Another "subliminal" message technique is supposedly to embed into a printed advertisement certain messages or symbols which are subtle and perceived only by the unconscious mind, either to communicate a message or to increase the attention paid to the printed ad. This technique, as with subliminal TV advertising, is not generally regarded as effective.

As to the question of whether subliminal messages are widely used to influence groups of people e.g. audiences, there is no evidence to suggest that any serious or sustained attempt has been made to use the technology on a mass audience. The widespread reports that arose in 1957 to the effect that customers in a movie theatre in New Jersey had been induced by subliminal messages to consume more popcorn and more Coca-Cola were almost certainly false. The current consensus among marketing professionals is that subliminal advertising is counter-productive. To some this is because they believe it to be ineffective, but to most it is because they realise it would be a public relations disaster if its use were discovered. Many have misgivings about using it in marketing campaigns due to ethical considerations.

During the 2000 U.S. presidential campaign, a television ad campaigning for Republican candidate George W. Bush showed words (and parts thereof) scaling from the foreground to the background on a television screen.

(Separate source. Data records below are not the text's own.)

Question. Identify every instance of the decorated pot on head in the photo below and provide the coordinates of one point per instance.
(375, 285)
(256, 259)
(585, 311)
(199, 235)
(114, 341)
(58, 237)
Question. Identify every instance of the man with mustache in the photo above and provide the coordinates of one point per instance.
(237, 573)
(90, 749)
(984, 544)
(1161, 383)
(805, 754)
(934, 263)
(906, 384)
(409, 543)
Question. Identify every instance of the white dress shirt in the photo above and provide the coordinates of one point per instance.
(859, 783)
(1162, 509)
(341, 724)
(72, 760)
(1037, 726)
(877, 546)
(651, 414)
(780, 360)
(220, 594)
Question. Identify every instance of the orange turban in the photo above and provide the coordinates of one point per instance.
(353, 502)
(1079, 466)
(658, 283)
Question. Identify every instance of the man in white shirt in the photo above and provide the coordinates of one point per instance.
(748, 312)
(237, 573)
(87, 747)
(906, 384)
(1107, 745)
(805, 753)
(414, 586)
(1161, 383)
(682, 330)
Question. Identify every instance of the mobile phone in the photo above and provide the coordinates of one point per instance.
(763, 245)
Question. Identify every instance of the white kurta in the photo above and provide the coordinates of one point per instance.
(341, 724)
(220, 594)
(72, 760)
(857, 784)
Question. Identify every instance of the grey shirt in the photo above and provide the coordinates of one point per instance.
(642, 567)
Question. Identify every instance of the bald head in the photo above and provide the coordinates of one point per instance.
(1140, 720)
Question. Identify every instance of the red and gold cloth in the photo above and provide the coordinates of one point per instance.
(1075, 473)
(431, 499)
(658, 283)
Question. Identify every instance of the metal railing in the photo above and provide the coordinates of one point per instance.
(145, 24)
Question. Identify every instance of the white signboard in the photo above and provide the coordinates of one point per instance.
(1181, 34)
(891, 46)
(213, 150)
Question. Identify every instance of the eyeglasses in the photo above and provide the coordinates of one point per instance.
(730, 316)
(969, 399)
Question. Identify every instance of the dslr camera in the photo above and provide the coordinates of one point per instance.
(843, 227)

When the word BUREAUCRATS flashed on the screen, one frame showed only the last part, RATS. Democrats promptly asked the FCC to look into the matter, but no penalties were ever assessed in the case. The effect this had on the overall presidential race was unclear; the Democrats and Al Gore received ridicule for finding malicious intent in something that could have been a simple mistake; the Republicans received ridicule for the lack of attention to detail and Bush's mispronunciation of "subliminal" (it came out as "subliminable").